Vietnam - Religions
In 2002, the dominant religious belief was Buddhism. Many believers practice a mixture of Mahayana Buddhism, Taoism, and Confucianism, sometimes called Vietnam's "Triple Religion." It was under Chinese rule that these three major religions and philosophical systems entered the country. Three-fourths of the population are at least nominally Buddhist. Like many Asian peoples, the Vietnamese also practiced spirit worship, a form of religious belief that was particularly prevalent among the tribal peoples.
Christianity was first brought to Vietnam in the 17th century by Roman Catholic missionaries sponsored by the French, the Spanish, the Portuguese, or the papacy. Eventually, however, propagation of the Christian faith was forbidden by the imperial court, and Catholicism could only be practiced in secret. French priests were especially active in provoking the French decision to conquer Vietnam in the 19th century.
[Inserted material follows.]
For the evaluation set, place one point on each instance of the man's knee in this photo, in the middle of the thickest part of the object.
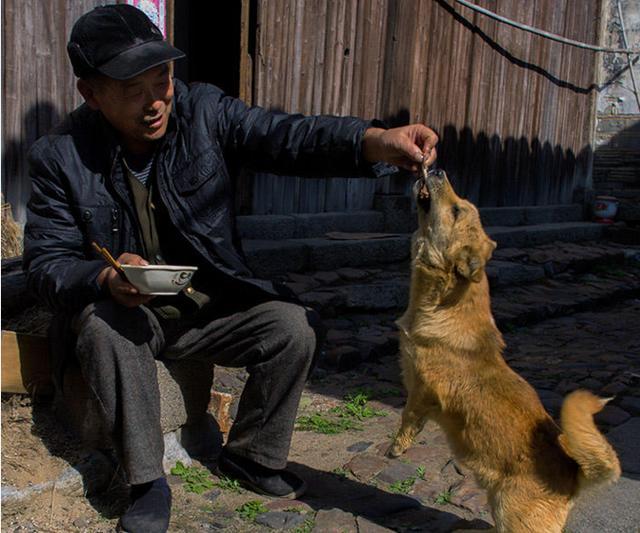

Under French rule, Christianity prospered, and when Vietnam restored its independence in 1954, there were more than 2 million Catholics in the country, a population that increased to between 6 and 7 million in 1998.
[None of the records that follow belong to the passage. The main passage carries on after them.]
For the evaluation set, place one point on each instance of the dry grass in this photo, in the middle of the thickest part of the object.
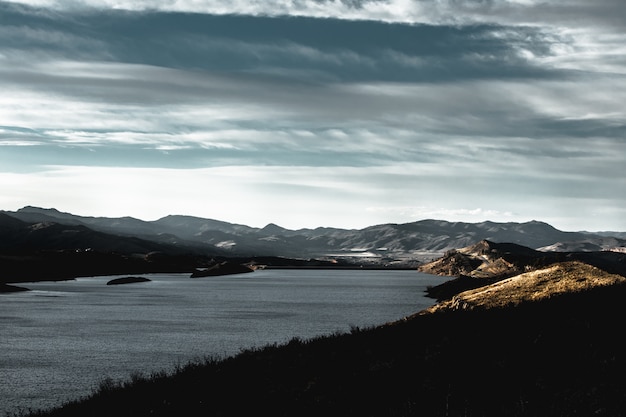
(561, 278)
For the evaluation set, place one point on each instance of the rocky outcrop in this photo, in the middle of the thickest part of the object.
(222, 268)
(5, 288)
(561, 278)
(127, 280)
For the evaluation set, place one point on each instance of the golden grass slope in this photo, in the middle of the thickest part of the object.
(561, 278)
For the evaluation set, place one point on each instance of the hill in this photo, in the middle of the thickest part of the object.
(405, 244)
(488, 262)
(542, 343)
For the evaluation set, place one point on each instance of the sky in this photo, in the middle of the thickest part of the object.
(307, 113)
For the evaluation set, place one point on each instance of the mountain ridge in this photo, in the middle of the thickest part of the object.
(383, 243)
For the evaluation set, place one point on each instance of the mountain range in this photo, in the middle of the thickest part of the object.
(384, 243)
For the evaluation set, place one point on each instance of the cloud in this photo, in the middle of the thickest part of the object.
(442, 109)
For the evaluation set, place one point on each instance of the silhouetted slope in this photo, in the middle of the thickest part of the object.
(562, 355)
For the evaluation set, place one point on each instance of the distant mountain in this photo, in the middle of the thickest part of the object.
(421, 240)
(20, 236)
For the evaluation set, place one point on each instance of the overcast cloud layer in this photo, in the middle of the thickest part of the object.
(316, 113)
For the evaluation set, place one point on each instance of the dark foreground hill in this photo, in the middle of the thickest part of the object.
(560, 354)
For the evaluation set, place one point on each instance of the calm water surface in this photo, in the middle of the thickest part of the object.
(61, 339)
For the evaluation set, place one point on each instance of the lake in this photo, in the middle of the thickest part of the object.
(61, 339)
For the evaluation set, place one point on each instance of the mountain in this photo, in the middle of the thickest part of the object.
(543, 343)
(381, 244)
(19, 236)
(487, 262)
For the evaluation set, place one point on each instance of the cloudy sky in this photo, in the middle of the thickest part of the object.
(309, 113)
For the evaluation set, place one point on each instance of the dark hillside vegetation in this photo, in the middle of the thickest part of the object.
(561, 356)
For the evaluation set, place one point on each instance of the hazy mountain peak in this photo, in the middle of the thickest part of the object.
(273, 228)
Two millenarian religious sects, the Cao Dai and the Hoa Hao, also became popular among peasants and townspeople in the Mekong Delta. In 1998, the Cao Dai sect claimed 1.1 million adherents, and the Hoa Hao claimed 1.3 million.
Minority religions include various denominations of Protestantism, Hinduism, and Islam.
Since reunification in 1975, religious activities have been restricted, although freedom of religion is formally guaranteed in the 1980 constitution. The government granted permission in 1983 for church organizations to carry on activities that correspond to official policies, but it has cracked down on dissident elements that resist state control. In April 1999 the government issued a new decree on religion that prescribes the rights and responsibilities of religious believers. It states for the first time that no religious organization can reclaim lands or properties taken over by the State following the end of the 1954 war against French rule and the 1975 Communist victory in the south. The decree also states that persons formerly detained or imprisoned must obtain special permission from the authorities before resuming religious activities.